Albany budget plan keeps wine sales i...

Albany budget plan keeps wine sales in liquor stores

There are 6 comments on the Newsday story from Mar 30, 2009, titled Albany budget plan keeps wine sales in liquor stores. In it, Newsday reports that:

The Albany agreement on a 2009-10 budget eliminated a proposal to allow the sale of wine in supermarkets and other stores, a measure intended to help close the mounting state deficit.

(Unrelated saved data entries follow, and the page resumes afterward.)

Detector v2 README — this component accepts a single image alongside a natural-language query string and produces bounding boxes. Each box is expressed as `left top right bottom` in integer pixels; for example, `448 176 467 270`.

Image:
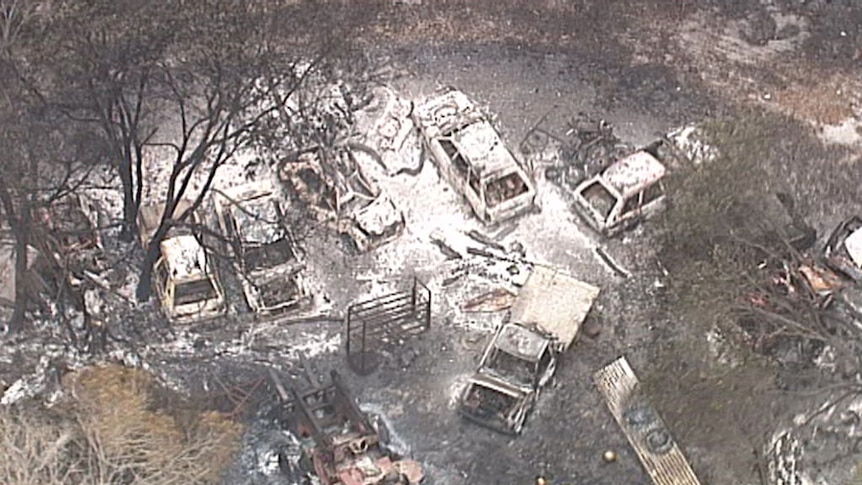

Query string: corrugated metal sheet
594 356 702 485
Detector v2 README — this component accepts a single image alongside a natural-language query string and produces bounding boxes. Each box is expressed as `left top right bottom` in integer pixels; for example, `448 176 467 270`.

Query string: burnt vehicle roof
282 146 378 211
230 196 286 245
412 89 482 138
159 234 211 280
415 89 523 177
494 323 551 362
448 121 525 178
600 150 667 199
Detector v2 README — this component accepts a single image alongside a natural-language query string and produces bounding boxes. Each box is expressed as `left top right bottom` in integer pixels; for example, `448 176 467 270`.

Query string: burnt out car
458 267 600 435
138 202 226 324
278 146 405 253
214 184 310 315
459 322 557 435
412 88 537 224
572 150 667 237
824 216 862 284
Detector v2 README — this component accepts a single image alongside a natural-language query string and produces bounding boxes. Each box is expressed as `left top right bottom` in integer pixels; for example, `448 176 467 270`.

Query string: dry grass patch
0 364 242 485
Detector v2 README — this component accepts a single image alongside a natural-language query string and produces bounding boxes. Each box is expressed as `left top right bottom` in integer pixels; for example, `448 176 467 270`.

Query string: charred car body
279 146 405 253
214 184 309 315
572 150 667 237
459 267 600 434
138 201 226 324
460 321 557 435
284 370 424 485
412 89 537 224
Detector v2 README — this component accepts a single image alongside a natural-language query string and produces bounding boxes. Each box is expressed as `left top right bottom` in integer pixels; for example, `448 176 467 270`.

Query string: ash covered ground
3 1 862 484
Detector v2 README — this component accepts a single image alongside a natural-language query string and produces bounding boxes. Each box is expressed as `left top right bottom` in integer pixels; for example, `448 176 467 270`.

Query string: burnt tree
132 1 342 301
45 1 176 241
0 0 97 329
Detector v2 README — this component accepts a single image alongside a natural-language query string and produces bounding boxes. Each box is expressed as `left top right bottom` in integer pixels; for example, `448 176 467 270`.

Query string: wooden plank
594 356 702 485
509 266 599 349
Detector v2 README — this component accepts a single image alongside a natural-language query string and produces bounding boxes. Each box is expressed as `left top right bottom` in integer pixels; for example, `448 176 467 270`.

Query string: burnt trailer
285 371 424 485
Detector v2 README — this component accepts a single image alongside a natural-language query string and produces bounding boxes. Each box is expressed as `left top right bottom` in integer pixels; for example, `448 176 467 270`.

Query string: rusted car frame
214 184 310 315
459 322 556 435
412 88 537 224
279 146 405 253
287 370 424 485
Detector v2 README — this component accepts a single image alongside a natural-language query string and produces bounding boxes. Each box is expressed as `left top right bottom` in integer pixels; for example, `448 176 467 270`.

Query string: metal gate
345 277 431 375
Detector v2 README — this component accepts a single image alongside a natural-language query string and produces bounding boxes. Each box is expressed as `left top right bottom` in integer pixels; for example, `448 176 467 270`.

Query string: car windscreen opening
485 172 528 208
462 384 518 418
244 239 295 271
582 181 617 221
486 350 536 388
174 278 217 305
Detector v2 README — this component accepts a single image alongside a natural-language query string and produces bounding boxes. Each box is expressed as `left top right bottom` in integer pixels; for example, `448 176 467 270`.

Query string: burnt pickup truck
459 266 600 434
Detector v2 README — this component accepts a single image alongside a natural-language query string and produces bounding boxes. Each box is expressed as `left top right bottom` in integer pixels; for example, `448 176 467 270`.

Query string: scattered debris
465 229 506 252
430 237 462 260
522 112 626 188
460 288 516 313
594 247 632 279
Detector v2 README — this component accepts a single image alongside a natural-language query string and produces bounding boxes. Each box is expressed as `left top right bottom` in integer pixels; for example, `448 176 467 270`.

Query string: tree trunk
0 179 28 332
10 214 30 331
136 221 169 302
119 157 137 242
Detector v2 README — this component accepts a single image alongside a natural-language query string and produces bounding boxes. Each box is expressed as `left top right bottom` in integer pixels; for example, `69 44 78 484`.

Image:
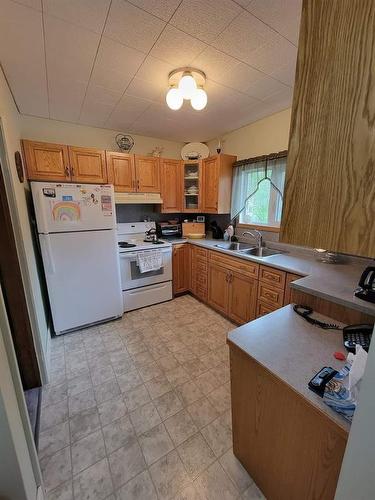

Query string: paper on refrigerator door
51 200 81 222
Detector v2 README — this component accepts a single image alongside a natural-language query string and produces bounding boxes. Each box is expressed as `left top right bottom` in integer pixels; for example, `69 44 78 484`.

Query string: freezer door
31 182 116 233
39 230 122 334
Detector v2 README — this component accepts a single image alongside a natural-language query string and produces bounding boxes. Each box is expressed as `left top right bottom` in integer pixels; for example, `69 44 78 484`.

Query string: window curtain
268 157 286 224
231 160 267 220
230 155 286 222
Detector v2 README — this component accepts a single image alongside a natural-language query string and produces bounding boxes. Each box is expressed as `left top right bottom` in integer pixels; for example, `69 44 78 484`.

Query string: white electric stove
117 222 172 312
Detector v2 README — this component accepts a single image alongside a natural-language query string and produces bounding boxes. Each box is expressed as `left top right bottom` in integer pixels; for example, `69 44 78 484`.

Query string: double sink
214 242 284 258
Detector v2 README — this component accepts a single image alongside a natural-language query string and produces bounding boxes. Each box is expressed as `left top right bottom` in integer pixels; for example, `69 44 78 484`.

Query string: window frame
232 151 287 232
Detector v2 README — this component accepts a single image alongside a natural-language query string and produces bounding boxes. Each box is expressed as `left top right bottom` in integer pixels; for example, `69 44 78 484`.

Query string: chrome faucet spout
242 230 263 249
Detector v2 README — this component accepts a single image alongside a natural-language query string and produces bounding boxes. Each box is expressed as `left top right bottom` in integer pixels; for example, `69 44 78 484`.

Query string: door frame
0 119 49 384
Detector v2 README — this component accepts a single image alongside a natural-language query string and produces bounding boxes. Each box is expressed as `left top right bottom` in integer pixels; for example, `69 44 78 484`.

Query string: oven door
119 248 172 291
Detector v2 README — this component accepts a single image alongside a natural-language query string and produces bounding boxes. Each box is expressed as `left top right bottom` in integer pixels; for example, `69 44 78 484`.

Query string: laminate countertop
227 305 351 432
169 238 375 318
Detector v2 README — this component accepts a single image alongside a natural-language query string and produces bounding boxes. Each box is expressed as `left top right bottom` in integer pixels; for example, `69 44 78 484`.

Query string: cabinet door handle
137 180 140 190
70 166 75 177
65 166 70 177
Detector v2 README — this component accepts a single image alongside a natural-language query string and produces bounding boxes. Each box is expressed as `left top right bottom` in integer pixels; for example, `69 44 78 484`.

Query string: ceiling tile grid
0 0 302 142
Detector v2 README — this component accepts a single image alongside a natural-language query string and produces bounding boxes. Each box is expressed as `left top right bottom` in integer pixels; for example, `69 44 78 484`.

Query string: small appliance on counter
355 266 375 303
156 222 182 239
182 222 205 238
210 220 224 239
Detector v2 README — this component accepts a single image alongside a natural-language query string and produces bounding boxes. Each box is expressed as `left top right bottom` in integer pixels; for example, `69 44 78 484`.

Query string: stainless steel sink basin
214 242 252 251
238 247 283 257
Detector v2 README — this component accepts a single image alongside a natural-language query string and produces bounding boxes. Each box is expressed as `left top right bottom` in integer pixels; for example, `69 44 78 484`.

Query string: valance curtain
230 154 287 223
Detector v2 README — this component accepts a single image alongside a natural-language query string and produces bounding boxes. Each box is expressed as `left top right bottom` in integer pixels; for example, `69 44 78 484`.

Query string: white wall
0 67 49 379
19 115 183 159
208 108 291 160
334 329 375 499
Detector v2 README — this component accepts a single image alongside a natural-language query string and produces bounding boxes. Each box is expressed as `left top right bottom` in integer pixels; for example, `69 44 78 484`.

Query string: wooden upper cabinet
69 146 107 184
202 156 219 213
135 155 160 193
280 0 375 257
160 158 182 212
22 140 70 182
106 152 135 192
202 154 236 214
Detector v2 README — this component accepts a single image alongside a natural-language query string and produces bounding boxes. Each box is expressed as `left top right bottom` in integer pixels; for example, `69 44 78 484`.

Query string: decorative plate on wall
181 142 209 160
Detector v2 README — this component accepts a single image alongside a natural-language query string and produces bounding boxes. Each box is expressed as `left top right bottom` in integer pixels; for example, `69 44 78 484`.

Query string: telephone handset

Join the discussion below, or Read more at Newsday.

Long Island Taxpayer

Jersey City, NJ

#1 Mar 30, 2009
Not allowing grocery stores to sell wine is the only intelligent item in the state budget.
nancy

United States

#3 Mar 30, 2009
I am so glad they aren't allowing wine to be sold in the supermarkets!! It would have hurt all the small business owners that are already struggling!!!
BILL

Chesterfield, MO

#4 Mar 30, 2009
Please liquor sales in any state are not hurting, Even though this country is in a recession. Why else would the state impose higher taxes on sin items and still people buy them.This has everything to do with religions getting involved.
George B

United States

#5 Mar 30, 2009
Bill from Colorado is WAY off. Religion has NOTHING to do with this, at all. It is all about saving jobs, jobs that would have been lost if the big chain stores would have been allowed to sell wine. Religion?
MB Rogers

Cohoes, NY

#6 Mar 30, 2009
We don't need to make any type of wine more readily available to anyone, specially underage individuals. Also, rather than eliminate those 4,000 jobs let's ask the State employees if they would be willing to forego their 3% raise this year in order to save jobs. I know all of my friends who are here in Albany and work for the state said they would be willing. Maybe some of the Union reps should try polling the state workers to get their opinions!
Kenneth Cole

Binghamton, NY

#7 Mar 31, 2009
The sale of wine in grocery stores would have had the opposite efect the governor thought. The big box stores were the driving force in this proposal and the small indepents I spoke with were not interested or could not afford the license. The wineries I spoke with, which were a lot, were against it because they know that the big stores would only stock the most popular wines from all over the world and they would be left out. Most also realized that they their product would not be promoted by the big stores as they are in the liquor stores and the clerks would not be as knowledgable. FINALLY, SMALL BUSINESS WON A BATTLE! Too bad it took this long and too bad that hundreds of other small family business' had to go out of business due to the greed of the big companies and our politicians.